The decision of the Competition Commission of India (CCI) to suspend the original transaction between Amazon and the Kishore Biyani-promoted Future Coupons Private Limited (FCPL) has quite easily added another dimension to an already complicated issue. It was in 2019 when Amazon acquired a 49 per cent stake for a sum of Rs 1,500 crore. It gave the e-tailer an indirect 3.58 holding in Biyani’s flagship, Future Retail. Simple you might think but not really for the CCI, who thought otherwise. To cut a long story short, the already fractured relationship between the two parties has hit a new low, with only one more legal twist in the case.
According to Arush Khanna, Partner, Numen Law Offices, "this is the first instance wherein the CCI has revoked an approval previously granted by it.” The rub is about the original order passed two years ago. “It stated that if the information provided by Amazon was found to be incorrect, the approval so granted may be revoked. The CCI has made scathing observations to the effect that Amazon’s pursuit to obtain CCI’s nod for acquiring stakes in Future Coupons Limited was based on concealment and misrepresentation,” he says.
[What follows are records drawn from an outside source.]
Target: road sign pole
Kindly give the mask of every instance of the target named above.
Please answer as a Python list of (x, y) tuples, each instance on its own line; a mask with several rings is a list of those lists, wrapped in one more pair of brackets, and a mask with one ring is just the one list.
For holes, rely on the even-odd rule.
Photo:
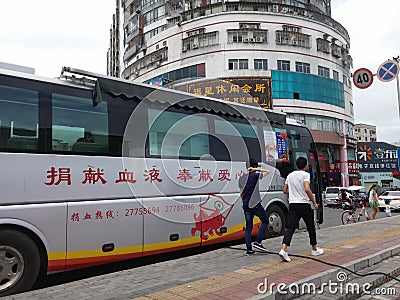
[(399, 89), (399, 75), (396, 76), (396, 85), (397, 85), (397, 103), (399, 104), (399, 117), (400, 117), (400, 89)]

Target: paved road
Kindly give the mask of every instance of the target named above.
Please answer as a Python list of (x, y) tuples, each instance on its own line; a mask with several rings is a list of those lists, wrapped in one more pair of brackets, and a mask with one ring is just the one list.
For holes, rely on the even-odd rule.
[[(334, 211), (332, 213), (337, 214)], [(355, 261), (365, 255), (374, 254), (376, 251), (386, 251), (393, 246), (397, 247), (396, 253), (399, 253), (399, 218), (400, 216), (381, 218), (380, 220), (371, 222), (361, 222), (318, 230), (318, 243), (326, 250), (326, 254), (322, 258), (336, 264), (346, 264), (347, 261)], [(310, 251), (308, 243), (304, 242), (307, 239), (308, 234), (306, 232), (295, 234), (289, 253), (291, 255), (307, 255)], [(281, 237), (273, 238), (265, 241), (265, 246), (270, 250), (277, 251), (280, 249), (281, 242)], [(353, 251), (350, 251), (351, 249)], [(212, 289), (219, 289), (225, 286), (228, 288), (230, 284), (241, 285), (241, 282), (247, 277), (249, 277), (247, 280), (251, 280), (256, 276), (256, 278), (253, 278), (254, 282), (259, 283), (261, 279), (265, 278), (265, 272), (273, 272), (273, 268), (276, 268), (275, 271), (277, 273), (275, 273), (284, 277), (277, 278), (273, 282), (283, 282), (281, 280), (284, 278), (287, 279), (287, 276), (292, 274), (296, 268), (296, 274), (309, 276), (309, 274), (305, 274), (306, 271), (318, 272), (318, 268), (325, 266), (320, 264), (315, 265), (315, 262), (310, 261), (306, 261), (308, 267), (297, 266), (302, 261), (296, 257), (292, 258), (293, 263), (283, 264), (277, 255), (257, 253), (257, 255), (249, 257), (245, 256), (244, 252), (245, 247), (243, 244), (235, 247), (224, 247), (207, 253), (137, 268), (129, 268), (125, 271), (77, 280), (43, 290), (6, 297), (5, 299), (120, 300), (132, 299), (155, 292), (159, 292), (162, 295), (155, 298), (147, 297), (146, 299), (166, 299), (163, 291), (167, 289), (179, 289), (179, 293), (182, 292), (181, 289), (185, 289), (188, 293), (194, 292), (194, 289), (191, 290), (194, 281), (200, 283), (207, 281), (207, 284), (211, 284), (209, 288)], [(381, 257), (381, 255), (378, 256)], [(254, 267), (254, 264), (259, 265)], [(313, 264), (313, 266), (310, 267), (309, 264)], [(286, 273), (282, 273), (282, 268), (289, 269)], [(292, 270), (291, 268), (294, 269)], [(325, 268), (322, 268), (320, 271), (324, 271)], [(236, 274), (236, 276), (232, 274)], [(243, 286), (240, 286), (240, 290), (243, 290), (243, 288)], [(200, 292), (207, 293), (208, 291), (201, 290)], [(256, 289), (253, 292), (256, 292)], [(174, 299), (186, 298), (175, 297)]]
[[(339, 226), (342, 225), (341, 222), (341, 214), (342, 210), (341, 209), (335, 209), (335, 208), (324, 208), (324, 223), (320, 225), (320, 228), (329, 228), (333, 226)], [(393, 213), (393, 216), (399, 215), (400, 213)], [(384, 218), (385, 213), (379, 212), (377, 214), (377, 218)], [(242, 244), (243, 241), (238, 241), (233, 244)], [(223, 245), (218, 245), (214, 246), (214, 249), (219, 249), (223, 247)], [(46, 287), (52, 287), (52, 286), (57, 286), (60, 284), (65, 284), (69, 282), (74, 282), (77, 280), (84, 280), (84, 279), (89, 279), (95, 276), (100, 276), (103, 274), (108, 274), (108, 273), (113, 273), (113, 272), (118, 272), (121, 270), (127, 270), (127, 269), (133, 269), (133, 268), (138, 268), (141, 266), (146, 266), (146, 265), (152, 265), (156, 264), (159, 262), (163, 261), (168, 261), (168, 260), (173, 260), (185, 256), (191, 256), (194, 254), (199, 254), (205, 251), (209, 251), (210, 249), (201, 249), (201, 250), (186, 250), (186, 251), (181, 251), (179, 253), (170, 253), (170, 254), (164, 254), (162, 257), (147, 257), (143, 259), (135, 259), (135, 260), (130, 260), (130, 261), (124, 261), (124, 262), (118, 262), (115, 264), (109, 264), (109, 265), (103, 265), (103, 266), (98, 266), (94, 268), (89, 268), (89, 269), (83, 269), (83, 270), (77, 270), (77, 271), (70, 271), (70, 272), (65, 272), (65, 273), (58, 273), (58, 274), (52, 274), (49, 276), (46, 276), (44, 280), (42, 280), (39, 284), (37, 284), (34, 289), (41, 289), (41, 288), (46, 288)]]

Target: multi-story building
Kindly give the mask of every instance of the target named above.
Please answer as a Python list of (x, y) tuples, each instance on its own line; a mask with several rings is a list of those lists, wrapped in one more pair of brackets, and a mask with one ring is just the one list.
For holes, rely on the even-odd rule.
[(326, 185), (357, 183), (350, 37), (330, 2), (121, 0), (121, 77), (282, 110), (312, 130)]
[(121, 73), (121, 34), (120, 34), (120, 18), (121, 18), (121, 2), (115, 0), (116, 9), (113, 14), (113, 23), (110, 28), (110, 46), (107, 51), (107, 75), (120, 77)]
[(356, 134), (357, 141), (362, 142), (376, 142), (376, 126), (368, 124), (355, 124), (354, 131)]

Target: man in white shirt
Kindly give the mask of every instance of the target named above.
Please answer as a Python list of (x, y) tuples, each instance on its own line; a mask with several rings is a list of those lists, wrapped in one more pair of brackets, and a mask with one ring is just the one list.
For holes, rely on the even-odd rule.
[(307, 170), (307, 159), (299, 157), (296, 160), (297, 170), (293, 171), (286, 178), (283, 192), (289, 194), (289, 220), (283, 237), (282, 249), (279, 256), (282, 261), (289, 262), (291, 259), (287, 253), (287, 248), (293, 237), (296, 228), (299, 227), (300, 218), (303, 218), (307, 226), (308, 235), (310, 237), (310, 245), (312, 247), (311, 255), (317, 256), (324, 254), (324, 250), (317, 247), (317, 234), (314, 224), (314, 209), (318, 209), (314, 195), (310, 188), (310, 174)]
Understandably, this is a huge embarrassment to Amazon. There is nothing to say the order cannot be challenged but it comes with more delay. The genesis to this deal was the proposed acquisition of Biyani’s businesses by Mukesh Ambani’s Reliance Retail. Amazon saw red and objected to this. It was in November that Amazon’s intention to acquire Future Retail was made evident.
Where does all this leave Amazon? Avanti T. Chandele, Partner, Mind Legal, explains that the CCI, through the judgement, “has directed Amazon to examine the combination afresh and notify the CCI within the period of 60 days.” This will be with “true, correct, and complete information’” under section 45(2) of the Act along with imposing a penalty of Rs 202 crore on the e-commerce behemoth.
“Further, the regulatory body via this order also allowed third parties like the Confederation of All Indian Traders (CAIT) to reaffirm their allegations of malpractices towards Amazon,” she adds.
The options left are to challenge the revocation order before the National Company Law Appellate Tribunal (NCLAT). According to Khanna, this proposed appeal is expected to raise important questions relating to the powers of statutory authorities. “Unless this revocation is stayed or set aside by the NCLAT, it is certain to dampen Amazon’s prospects before the arbitral tribunal where it is resisting the acquisition of Future Retail Limited by Reliance Retail,” he says.
Obviously, the issue is clearly reaching boiling point and Chandele maintains that Amazon’s deal with Coupons allowed the e-tailer to enjoy its investment rights in Future group. “It made it difficult for Future Group to sell its assets. But with CCI putting in abeyance the 2019 order, it may pave the way for Reliance to acquire the group since all approvals relating to the investment made by Amazon in Future Coupons have been put on hold,” she says.